Spinoza’s Memex

Justin says:

In our discussion last time of Bush, Deleuze, and Cohen, we touched on the idea that each of these writers (and perhaps the culture at large) persistently identifies technical innovation as the means by which the human mind will be able to wrap itself around the totality of knowledge. Though Bush’s memex remains in mind as a provocative example of such an innovation, these technics do not need to be mechanical in nature.  Indeed, Jamie said that a “technic” in this case is better understood more broadly as any procedural apparatus, discipline, or process for knowledge production.  For the last two weeks, I feel as though I’ve paid a heightened attention to the technics employed in my own discipline, in my classes, my assigned readings, and especially in Spinoza.  Setting the specific content The Ethics aside for the moment, then, I think it would be interesting to make a couple remarks about his methodology.

Even though the structure of his piece was initially off-putting (at one moment tedious, at the next overwhelming), I understood that it was only because of my own lack of familiarity with his chosen procedural apparatus. If the mathematical proof were only an organizational structure, then a novice reader would be able to adapt to it quickly enough, but the proof here goes beyond simple format. It is a thinking and writing technology of extraordinary complexity with hierarchies of parts (axioms, definitions, postulates, proofs, etc.) that move and interlock with one another to form a knowledge-producing machine.  For any given postulate that Spinoza announces, his apparatus puts into motion the appropriate parts (II. Post. i.; I. xi note; IV. xv and Coroll., etc.) to account for its verity. At this point, the new postulate becomes a part of the apparatus itself, making the knowledge machine more complex the more it is used, and lending each new postulate a longer trail of reasoning than the one before.

Like other technics, Spinoza seems to identify his apparatus as a means of making a true account of the data of the universe.  Though he asserts that there is no end goal or purpose for the material world (indeed, it is only humanity’s own desire for the purposive and the useful that makes us believe such a thing), there does seem to be an attainable end to human knowledge which his own methods are able to attain. Indeed, he frequently derides the arguments of others and their false argumentative apparatuses (see 78, for example) while praising his own (see 77 and 129 on the power of the mathematical proof as a method of uncovering the truths that go beyond mere “final causes”).

What The Ethics represents, then, is a memex at work: an apparatus designed to hold knowledge in memory (in the form of axioms, past postulates) and to systematically use that knowledge to produce meaning from new data offered to it.

Meghan says:

The internal logic by which Spinoza works is something that I also noticed.  Like, perhaps, many works that are unfamiliar to a reader, The Ethics seems at first glance tedious and—dare I say it?—almost absurd.  And then, it begins to teach us, to teach us not just about the ostensible philosophical matter up for discussion.  It also teaches us how to read it, how to follow it as a system of thought, a method for producing knowledge.

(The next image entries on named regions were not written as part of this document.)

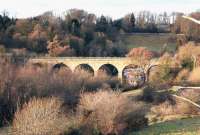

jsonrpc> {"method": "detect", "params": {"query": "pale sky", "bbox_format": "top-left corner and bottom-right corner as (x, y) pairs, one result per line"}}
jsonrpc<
(0, 0), (200, 19)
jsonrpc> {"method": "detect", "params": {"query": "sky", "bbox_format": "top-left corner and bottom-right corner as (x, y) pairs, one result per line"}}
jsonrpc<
(0, 0), (200, 19)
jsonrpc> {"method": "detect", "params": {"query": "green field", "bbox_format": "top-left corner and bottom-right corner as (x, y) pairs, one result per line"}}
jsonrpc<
(130, 117), (200, 135)
(124, 33), (176, 52)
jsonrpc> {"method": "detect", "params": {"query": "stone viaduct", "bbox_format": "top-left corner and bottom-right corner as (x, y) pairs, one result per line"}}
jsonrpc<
(28, 57), (147, 78)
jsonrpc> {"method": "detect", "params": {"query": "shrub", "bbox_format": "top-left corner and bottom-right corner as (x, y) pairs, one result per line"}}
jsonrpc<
(75, 90), (147, 135)
(174, 69), (190, 85)
(178, 89), (200, 103)
(176, 42), (200, 70)
(12, 98), (67, 135)
(188, 68), (200, 84)
(149, 65), (173, 90)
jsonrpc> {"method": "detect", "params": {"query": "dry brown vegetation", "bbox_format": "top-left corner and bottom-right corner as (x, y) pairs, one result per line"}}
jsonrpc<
(12, 98), (67, 135)
(188, 67), (200, 84)
(74, 90), (147, 135)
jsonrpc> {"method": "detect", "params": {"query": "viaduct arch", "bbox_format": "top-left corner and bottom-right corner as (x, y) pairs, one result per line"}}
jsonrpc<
(28, 57), (145, 78)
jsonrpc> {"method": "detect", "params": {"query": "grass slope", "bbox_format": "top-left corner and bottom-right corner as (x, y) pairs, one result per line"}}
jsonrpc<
(130, 117), (200, 135)
(124, 33), (176, 52)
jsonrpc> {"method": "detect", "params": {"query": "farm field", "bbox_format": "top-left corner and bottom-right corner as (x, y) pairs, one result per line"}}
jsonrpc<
(124, 33), (176, 52)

In addition to the elements in Spinoza’s text that Justin has already brought up, I was struck by something else: association, that powerful mental process whereby the mind’s imagining of one body straightaway leads to remembering another, simply because both bodies had once affected us simultaneously (see Spinoza 100).  It is interesting to note how the structure of The Ethics mimics its content, calling our attention to the process of association at the same time that it invites us to form these associations within the work and consequently render its logic more commanding.  Again and again the reader is invited to take, as proof of one of Spinoza’s proposition, some previous proposition, corollary, etc.  We have striking examples on nearly every page (see the Corollary to Prop XXIX on page 106 for a characteristic glimpse) of Spinoza proving ideas by associating previous ideas together, each proposition standing on the last like a Lego block (too linear a metaphor, maybe, but you get the idea) so that at last he has built us a philosophical castle.  The attentive reader (with much time on his hands) can follow every move, shuffle the pages back and forth, a print mimex of self-referral.  The less-attentive reader may simply accept the connections, begin to ignore them, having found no point to refute in the previous arguments.  The network of associations makes the argument stronger, but what if one piece, one association were to collapse?  Would the entire castle disappear, or just the rear wall?

Spinoza’s associations (I refer here to the ones he draws pointedly for us, and not to the myriad individual associations created by the reader perusing the text) are all self-contained: given the time and interest, it would be possible to connect every dot.  Perhaps one could say that the process would give one pleasure, in so much that, if all the associations were truly valid, the reasoning would strengthen the logic of the mind, the knowledge of causality, and thereby increase the body’s potential for action.  This may not be entirely in the spirit of Bush’s memex (or perhaps it is—isn’t the knowledge there of a finite nature, limited by whatever has been loaded into the machine?), as the path of associations is fixed.  Yet it leads me to wonder, particularly in relation to our discussion last week about the value of “collecting” knowledge: is there a place where the power of association breaks down, causes pain, diminishes our potential for action?  And if so, what would that mean?

~ by justinsevenker on September 12, 2010.